The Social Experience has two major components: the ability to listen and respond and the ability to build and maintain communities around your brand. We cover the enhancements to each of these components.
First, the listening ability through Cloud Monitor has been expanded with the introduction of the ability to monitor any RSS feed. In the first release the targets were Twitter and YouTube, now the RSS feed bring sin blogs, web sites and any other RSS enabled content. Later this year they will add the ability to monitor Facebook communities and MySpace. The latter is a RightNow client. Here is a look at the Cloud Monitor sources selection screen.
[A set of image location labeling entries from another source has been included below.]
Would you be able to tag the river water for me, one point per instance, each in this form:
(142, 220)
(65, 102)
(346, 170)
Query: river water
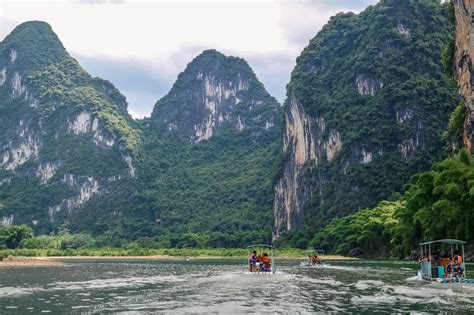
(224, 286)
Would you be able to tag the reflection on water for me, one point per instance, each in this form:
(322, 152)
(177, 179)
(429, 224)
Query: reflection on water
(224, 286)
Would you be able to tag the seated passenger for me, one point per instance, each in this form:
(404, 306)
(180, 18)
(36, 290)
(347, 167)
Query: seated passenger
(445, 260)
(253, 261)
(266, 262)
(457, 265)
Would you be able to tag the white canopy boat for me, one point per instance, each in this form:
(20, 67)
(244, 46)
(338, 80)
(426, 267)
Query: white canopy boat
(262, 263)
(443, 269)
(315, 258)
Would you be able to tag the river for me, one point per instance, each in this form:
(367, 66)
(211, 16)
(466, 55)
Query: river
(202, 286)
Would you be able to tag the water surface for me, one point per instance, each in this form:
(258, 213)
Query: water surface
(198, 286)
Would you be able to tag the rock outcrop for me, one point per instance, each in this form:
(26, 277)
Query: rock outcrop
(214, 92)
(464, 15)
(63, 134)
(359, 114)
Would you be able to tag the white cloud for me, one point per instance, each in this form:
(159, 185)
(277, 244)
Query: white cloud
(161, 37)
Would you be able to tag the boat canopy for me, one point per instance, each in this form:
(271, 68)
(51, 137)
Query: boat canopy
(446, 241)
(319, 251)
(260, 246)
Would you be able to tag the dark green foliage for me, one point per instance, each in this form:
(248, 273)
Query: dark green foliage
(12, 236)
(367, 229)
(215, 192)
(397, 43)
(454, 135)
(438, 204)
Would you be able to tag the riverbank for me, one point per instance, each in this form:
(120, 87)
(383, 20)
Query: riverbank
(17, 261)
(141, 253)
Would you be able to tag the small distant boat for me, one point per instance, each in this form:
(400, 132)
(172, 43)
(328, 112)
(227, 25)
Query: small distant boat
(443, 269)
(261, 262)
(315, 258)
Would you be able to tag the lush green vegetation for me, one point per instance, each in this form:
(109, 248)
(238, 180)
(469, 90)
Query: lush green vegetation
(437, 204)
(13, 236)
(216, 192)
(378, 79)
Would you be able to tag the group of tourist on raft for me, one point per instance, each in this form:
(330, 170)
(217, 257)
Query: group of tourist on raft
(259, 263)
(450, 267)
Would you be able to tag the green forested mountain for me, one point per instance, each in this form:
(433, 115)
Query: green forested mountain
(211, 146)
(198, 172)
(366, 107)
(67, 141)
(438, 204)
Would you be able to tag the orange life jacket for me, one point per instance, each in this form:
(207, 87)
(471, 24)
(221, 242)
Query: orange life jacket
(457, 259)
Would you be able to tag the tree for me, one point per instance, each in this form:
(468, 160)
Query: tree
(12, 236)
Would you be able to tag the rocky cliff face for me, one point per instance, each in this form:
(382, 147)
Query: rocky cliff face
(211, 147)
(66, 138)
(214, 92)
(464, 14)
(365, 109)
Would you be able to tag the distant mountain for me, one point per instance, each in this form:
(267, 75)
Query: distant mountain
(67, 141)
(215, 92)
(212, 144)
(73, 158)
(366, 106)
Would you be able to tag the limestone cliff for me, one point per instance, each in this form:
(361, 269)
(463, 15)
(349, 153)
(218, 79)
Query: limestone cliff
(66, 139)
(464, 15)
(214, 92)
(365, 109)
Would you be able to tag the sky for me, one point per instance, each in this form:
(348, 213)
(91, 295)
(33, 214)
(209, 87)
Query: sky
(141, 46)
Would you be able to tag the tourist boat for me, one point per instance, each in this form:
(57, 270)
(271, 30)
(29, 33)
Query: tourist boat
(260, 267)
(434, 268)
(309, 262)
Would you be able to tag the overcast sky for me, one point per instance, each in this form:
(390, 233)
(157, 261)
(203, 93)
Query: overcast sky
(141, 46)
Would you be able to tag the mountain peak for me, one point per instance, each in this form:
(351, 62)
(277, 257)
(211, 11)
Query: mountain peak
(213, 92)
(32, 44)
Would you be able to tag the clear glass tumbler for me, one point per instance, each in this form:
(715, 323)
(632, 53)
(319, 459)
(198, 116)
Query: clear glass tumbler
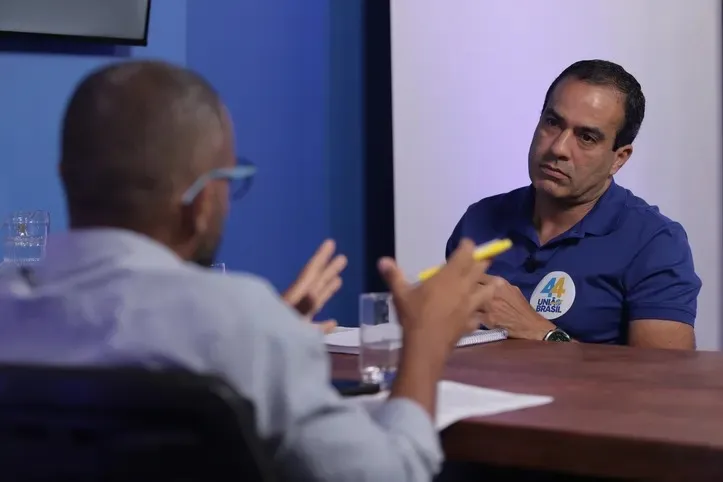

With Cloud Monitor you also can now create incident reports on what you find with open click and filter search by language. Here is the Cloud Monitor response box with the incident report set up box.
On the community side a moderation workflow has been added to enhance community management. For example, you can route messages to the appropriate person for response and track that activity. You can also see more of a community member’s profile on an company agent’s desktop to enable more informed conversations with that customer. You can also add elements of the brand’s knowledge base and add them into the community. In addition, you can add discussion threads from the community into a brand’s portal. Here is a screen and diagram how you can move information between the knowledgebase and the community.
Other enhancements include the ability to provide comments to formal answers in their knowledge base, as well as rate answers. This was the knowledge base application used by the Obama campaign (see post above). It would have been interesting to have that feature engaged then. This certainly provides for more engagement opportunities but requires a organization that is open to listening to its customers or followers.
We also discussed the RightNow Cloud Challenge. Andrew said that it is part of their commitment to making it easy for customers to business with them. Some cloud providers have keep aspects of the old enterprise license model as the moved in tot eh cloud. RightNow has specified six components of what should be inciuded in a SaaS model to take full advantage of the flexibility it offers and they have committed to working with clients under these assumptions. These six aspects are by RightNow as follows:
No Shelfware – clients should be able to buy only what they need and still get long-term pricing certainty
Minimum 5-Year Pricing Certainty – clients should get long-term fixed and transparent pricing without long-term lock-ins
No Long-Term Contract Lock Ins – clients should be able to walk away from contracts if vendors aren’t delivering value
No-Haggle Flex Up / Down – clients should be able to easily adjust seats, capacity or even product modules up – or down – to meet their changing business requirements
“Roll-Over” Usage – clients should be able to adjust for seasonality without having to purchase capacity for peak usage that then sits idle most of the year
Cash Service Credits – clients should receive a cash reimbursement if a vendor fails to meet its service commitments
I think these assumptions all make sense to me. The SaaS market has seen growth is a down market because of principles like these so a vender will be smart to adhere to all of them. RigthNow worked with Ray Wang, partner, Altimeter Group to make sure that all the important bases were covered.